Rega tertawa-tawa melihat tingkahku, “Terus kalo gue nyuri ciuman pertama lo kenapa?” tanyanya setelah tawanya reda.
“Ini gak etis serius. Gue pikir ciuman pertama gue kaya di film-film gitu atau novel. Di depan menara eiffel bagus tuh harusnya atau pas banget pas di atasnya ada kembang api. Tapi ini, Ga—ya Tuhaaaan di halte ini! Di h-a-l-t-e! Fix gue bete banget.” aku kembali duduk di sampingnya sambil melipat kedua tanganku di depan dada.
“Kita tuh hidup di realita, bukan di novel atau film. Yaudah lah terima aja ciuman pertama lo di halte, lagian keren kan view nya pas lagi ujan? Cukup kaya film kok.” Rega merangkulku.
“Apaan! Bodo ah, pokonya itu ceritanya bukan ciuman pertama gue ya!

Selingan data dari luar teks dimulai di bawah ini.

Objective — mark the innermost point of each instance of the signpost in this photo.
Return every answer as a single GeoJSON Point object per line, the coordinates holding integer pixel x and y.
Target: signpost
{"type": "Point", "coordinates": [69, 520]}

Anggep aja ga pernah terjadi. Aaaaaaa ga lucu banget gitu di halte.”
“Ciuman pertama sebagai sahabat deh anggep aja.”
“Tau ah.”
Rega berdiri dan menatap ke langit, “Udah reda nih, pulang yok!”
Aku masih duduk sambil mengerucutkan bibir, ceritanya masih kesal. Rega menghampiriku dan menarik tanganku.
“Yaudaaaah, anggep aja itu ga pernah terjadi, oke? Oke, yok sekarang kita pulang.”
Aku pun bangkit dan beranjak ke atas motor Rega. Diam-diam aku menyentuh bibirku dengan jari-jariku. Sesaat aku menyunggingkan sebuah senyuman.